The staff-recommended changes will be straightforward, but some of the revisions added by commissioners, like tracking the state’s oil abandonment costs ($940 million in December) and requiring the department to work with the city’s Health Department to “fully account for the exposure” of minority communities, could take longer.
“That’s not typically something that an oil operators do,” Dowell said. “We don’t do social costs of oil operations exercises.”
Critics of the city’s plan have called it irresponsible because it increases oil production while the city has plans to phase out oil production by 2035, and SB-1137, which is on hold, would likely speed that plan up.
On Friday, commenters called for the city to phase out oil in the next five years, citing a recent report from the United Nations that said countries need to transition away from fossil fuels in the next 10 years to prevent the world from passing a catastrophic temperature threshold.
“We have to leave oil in the ground,” said Long Beach resident and activist Anna Christensen. “This is the only safe thing to do, globally.”
Brady Bradshaw, a senior oceans campaigner with the Center for Biological Diversity, said in an interview that it was “morally unjust” for the city to be approving new re-drills of wells within the 3,200-foot buffer zone, given the documentation of how it harms the health of those living nearby.
The new activity could also add to the cost of oil-well abandonment, Bradshaw said. The city estimates that it will cost $154 million to abandon wells after the city stops producing oil, and it’s set aside about $70 million. The city’s plan relies on continued oil production to fund well abandonment.
Bradshaw and others said that the plan should be subject to state environmental review laws, which could give the public more time to give feedback on the plan.
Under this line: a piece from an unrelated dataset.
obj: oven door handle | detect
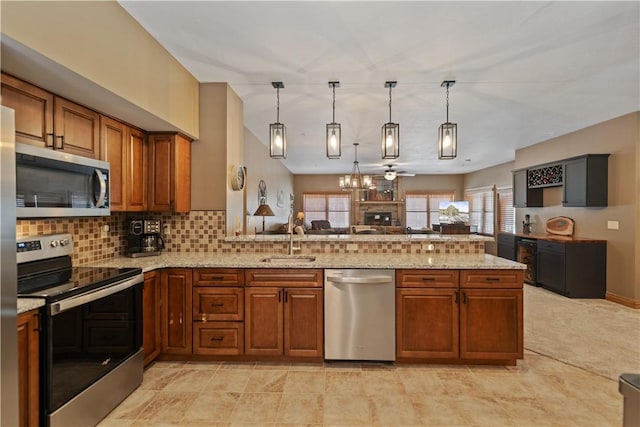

“It’s really important that this actually gets environmental review because there’s a potential for an oil spill, but even if the oil doesn’t spill into the ocean, the emissions end up in the air and in our bodies and create a lot of environmental harms and health harms,” Bradshaw said.
The changes are unlikely to impact oil production volume in the immediate future, but Dowell said that if 1137 goes into effect in January 2025, the city would start to see some big limitations.
The law would prohibit new wells from being developed within the buffer zones and limit existing wells by barring any changes or maintenance that requires a permit from the state. It would also tack on potentially costly monitoring requirements to track emissions generated from the wells.
The law could affect about half the city’s oil operations and cost it up to $20 million annually in lost oil revenue, according to the city.
Dowell said the city has not looked into what those costs are, but it could be part of what the city re-submits to the commission later this year. Operators would have until 2027 to comply with monitoring costs.
The city will rework its plan and submit it to the commission again in the coming weeks, but it’s unclear when or if the commission will have to vote on it again. Dowell said the plan needs to be accepted 45 days before the state’s fiscal year begins in July, but the commission isn’t expected to meet again until June, which could require a special meeting to be called sometime in May.
He doesn’t expect that there will be any city community meetings before it’s re-submitted.
“It’s all new territory for everyone, both the State Lands Commission and the city,” Dowell said.